There's demons and other creatures of Shadow constantly hammering their way into our world and of course, there are those folk who would open the door for them and invite them in. Most are simply hunters, animalistic, dangerous but predictable. They come here, kill people, drink their blood, eat their eyes, etc but have no thought beyond the next meal and securing some territory, maybe even breeding if more than one of their kind came through. My PCs are members of the Catholic Church (two priests, one layperson) who secretly combat these menaces. The animalistic predators don't scare them quite as much as the few demons that come from Hell who can plot, plan, and have goals.

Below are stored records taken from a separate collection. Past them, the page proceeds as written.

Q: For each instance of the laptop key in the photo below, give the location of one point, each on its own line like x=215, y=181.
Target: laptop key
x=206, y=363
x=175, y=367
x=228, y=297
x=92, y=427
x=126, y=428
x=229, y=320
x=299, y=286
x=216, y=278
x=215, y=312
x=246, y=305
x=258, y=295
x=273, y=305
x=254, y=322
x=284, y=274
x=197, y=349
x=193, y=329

I get kind-sorta complaints from one player who says it's too dark, that there seems little hope, and the tone of the game is gritty. We've had one PC, in horror at what he had done under the influence of a very powerful and old demon, commit suicide with a 9mm pistol in front of his fellow PCs; one get possessed and kill a bunch of innocent people; still another that shot a sixteen year old fleeing kid in the back with a shotgun from ten feet away; oh, and one is doing community service stemming from an arrest for obstruction of justice.
The PCs routinely deal with issues like homosexuality (in the "closet" and otherwise) and the Church, moral vs ethical and the law, uses of deadly force (with humans, not demons/Shadows), use of force against the possessed, the homeless poor as victims of society, institutionalized brutality, alcoholism, drugs, suicide, etc

As you can probably guess, I like dark, gritty games. It seems more realisitic and far more interesting than cinematic, "four color" comic book style games.

The players are able to lighten things up with witty banter (inappropriate humor in the face of death ala Angel or Buffy) and concentrating on the more civilian side of the priesthood..two or three confessions a day by lovely old women in the neighborhood, being able to help those in need, sermon topics on Sunday services, etc.